Assessment of the Safety of Allogeneic Umbilical Cord Blood Infusions in Children With Cerebral Palsy
This trial is active, not recruiting.
|Treatment||sibling umbilical cord blood|
|Sponsor||Joanne Kurtzberg, MD|
|Start date||November 2015|
|End date||November 2017|
|Trial size||15 participants|
|Trial identifier||NCT02599207, Pro00065043|
This study is a single site, phase I, prospective study of the safety of intravenous sibling cord blood infusion in 15 children ages 1-6 years with Cerebral Palsy (CP). All subjects will be treated with sibling cord blood cells. The first six will receive cord blood cells from an HLA-matched sibling. The following nine subjects will receive cord blood cells from an HLA-mismatched (≥3/6 match) or matched sibling. The duration of study participation will be six months from the time of the cord blood infusion.
|Endpoint classification||safety study|
|Intervention model||parallel assignment|
Assessment for infusion reactions, infections, graft versus host disease or any other adverse events
time frame: 6 months
Assessment for improvement in gross motor function
time frame: 6 months
Assessment for improvement in fine motor function
time frame: 6 months
Male or female participants from 1 year up to 6 years old.

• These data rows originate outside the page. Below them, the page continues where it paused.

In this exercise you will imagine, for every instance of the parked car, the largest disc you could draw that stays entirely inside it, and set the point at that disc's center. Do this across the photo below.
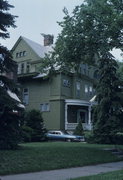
(63, 136)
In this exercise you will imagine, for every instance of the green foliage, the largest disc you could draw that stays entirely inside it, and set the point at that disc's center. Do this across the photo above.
(79, 129)
(108, 113)
(34, 126)
(9, 131)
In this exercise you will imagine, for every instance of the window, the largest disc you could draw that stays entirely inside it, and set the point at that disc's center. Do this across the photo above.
(24, 53)
(78, 89)
(90, 90)
(17, 55)
(21, 54)
(45, 107)
(86, 88)
(25, 96)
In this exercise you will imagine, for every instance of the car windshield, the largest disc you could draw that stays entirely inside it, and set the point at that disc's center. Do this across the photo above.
(65, 132)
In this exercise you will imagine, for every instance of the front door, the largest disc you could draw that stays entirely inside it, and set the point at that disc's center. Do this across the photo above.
(82, 116)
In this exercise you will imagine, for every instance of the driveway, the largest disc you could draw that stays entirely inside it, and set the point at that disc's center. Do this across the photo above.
(65, 174)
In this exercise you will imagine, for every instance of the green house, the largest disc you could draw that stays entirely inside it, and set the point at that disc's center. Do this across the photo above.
(63, 99)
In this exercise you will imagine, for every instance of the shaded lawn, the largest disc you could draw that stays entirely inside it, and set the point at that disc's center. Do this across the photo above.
(116, 175)
(33, 157)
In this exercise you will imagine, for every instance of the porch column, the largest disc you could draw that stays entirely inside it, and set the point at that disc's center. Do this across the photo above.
(89, 115)
(66, 116)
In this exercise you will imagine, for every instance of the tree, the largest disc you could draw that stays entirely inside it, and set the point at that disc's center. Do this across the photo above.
(94, 28)
(108, 113)
(9, 120)
(34, 120)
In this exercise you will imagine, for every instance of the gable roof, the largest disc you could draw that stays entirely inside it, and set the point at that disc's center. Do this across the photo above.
(37, 48)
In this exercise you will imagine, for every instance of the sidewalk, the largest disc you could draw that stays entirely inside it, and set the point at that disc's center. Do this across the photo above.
(66, 174)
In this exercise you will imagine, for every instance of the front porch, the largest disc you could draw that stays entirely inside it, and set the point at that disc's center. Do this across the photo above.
(76, 110)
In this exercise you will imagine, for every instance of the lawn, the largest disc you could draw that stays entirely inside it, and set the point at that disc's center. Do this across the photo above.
(116, 175)
(32, 157)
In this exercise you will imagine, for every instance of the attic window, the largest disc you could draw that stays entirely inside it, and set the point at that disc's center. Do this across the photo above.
(24, 53)
(20, 54)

- Age ≥12 months and ≤ 6 years at the time of CB infusion.
- Diagnosis: Cerebral palsy with diplegia, hemiplegia, or quadriplegia.
- Performance status:
- Bilateral cerebral palsy (diplegia or quadraplegia): Gross Motor Function Classification Score levels II - IV, or Gross Motor Function Classification Score level I, age ≥ 2 years
- Hemiplegia: Gross Motor Function Classification Score levels II - IV or minimal functional capabilities in the affected upper extremity. A subject classified as GMFCS level I with significant upper extremity impairment will be eligible if the affected upper extremity is used as an assist only.
- Review of brain imaging (obtained as standard of care prior to study entry) does not suggest a genetic condition or brain malformation.

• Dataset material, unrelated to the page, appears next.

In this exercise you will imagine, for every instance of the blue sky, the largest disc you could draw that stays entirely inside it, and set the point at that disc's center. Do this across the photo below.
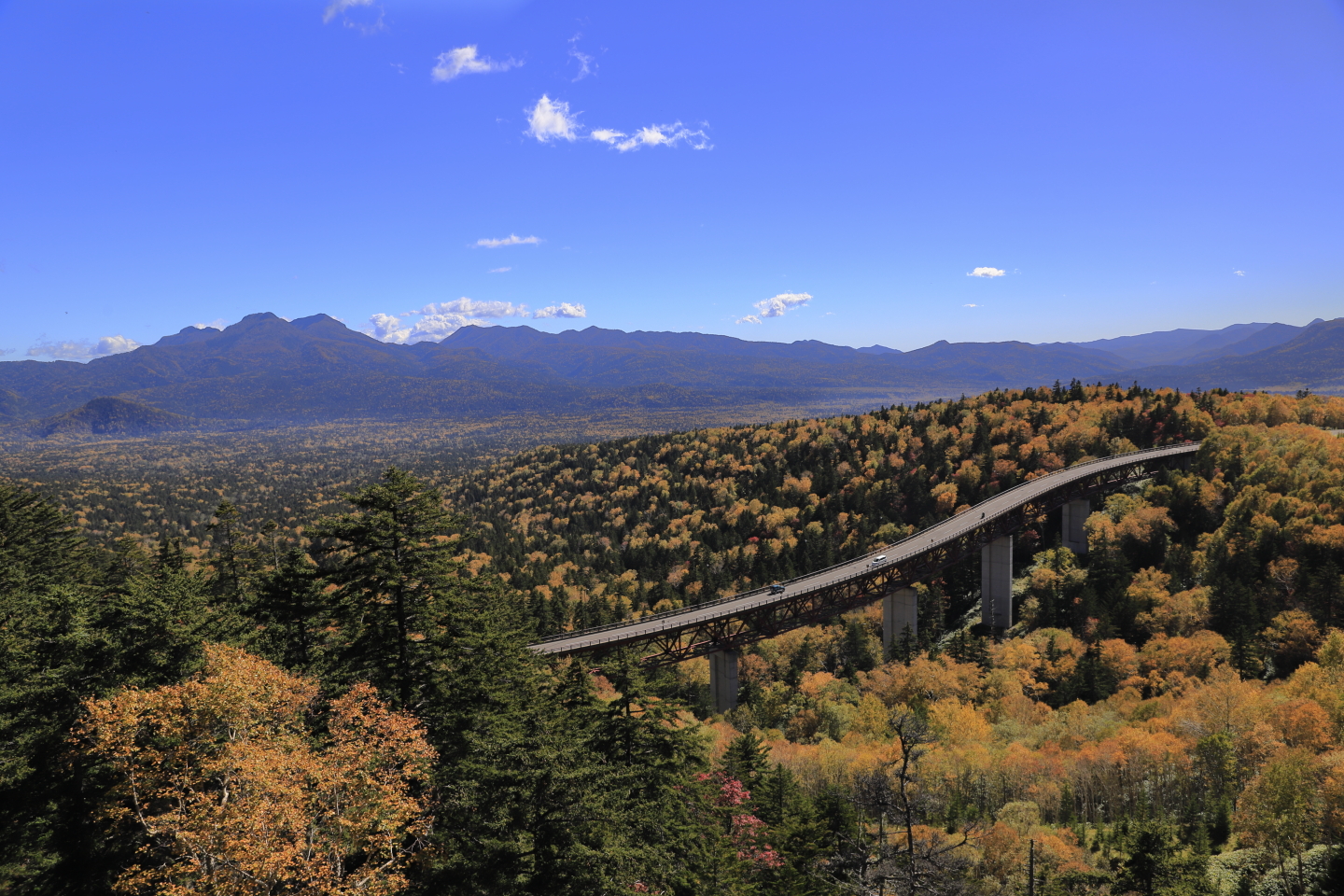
(681, 167)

- Suitably matched sibling donor CB unit (see section 6.2 for matching details) available at a private or public cord blood bank with a minimum total nucleated cell dose of ≥ 2.5 x 107 cells/kilogram.
- Legal authorized representative consent.
- Available qualified autologous cord blood unit
- Autism and autistic spectrum disorders without motor disability.
- Intractable seizures causing epileptic encephalopathy.
- Evidence of a progressive neurologic disease.
- Has an active, uncontrolled systemic infection or documentation of HIV+ status.
- Known genetic disease or phenotypic evidence of a genetic disease on physical exam.
- Concurrent genetic or acquired disease or comorbidity(ies) that could require a future allogeneic stem cell transplant.
- Requires ventilatory support, including home ventilator, CPAP, BiPAP, or supplemental oxygen.
- Impaired renal or liver function as determined by serum creatinine >1.5mg/dL and/or total bilirubin >1.3mg/dL except in patients with known Gilbert's disease.
- Possible immunosuppression, defined as WBC <3,000 cells/mL or absolute lymphocyte count (ALC) below normal for age with abnormal T-cell subsets.
- Patient's medical condition does not permit safe travel.
- Previously received any form of cellular therapy.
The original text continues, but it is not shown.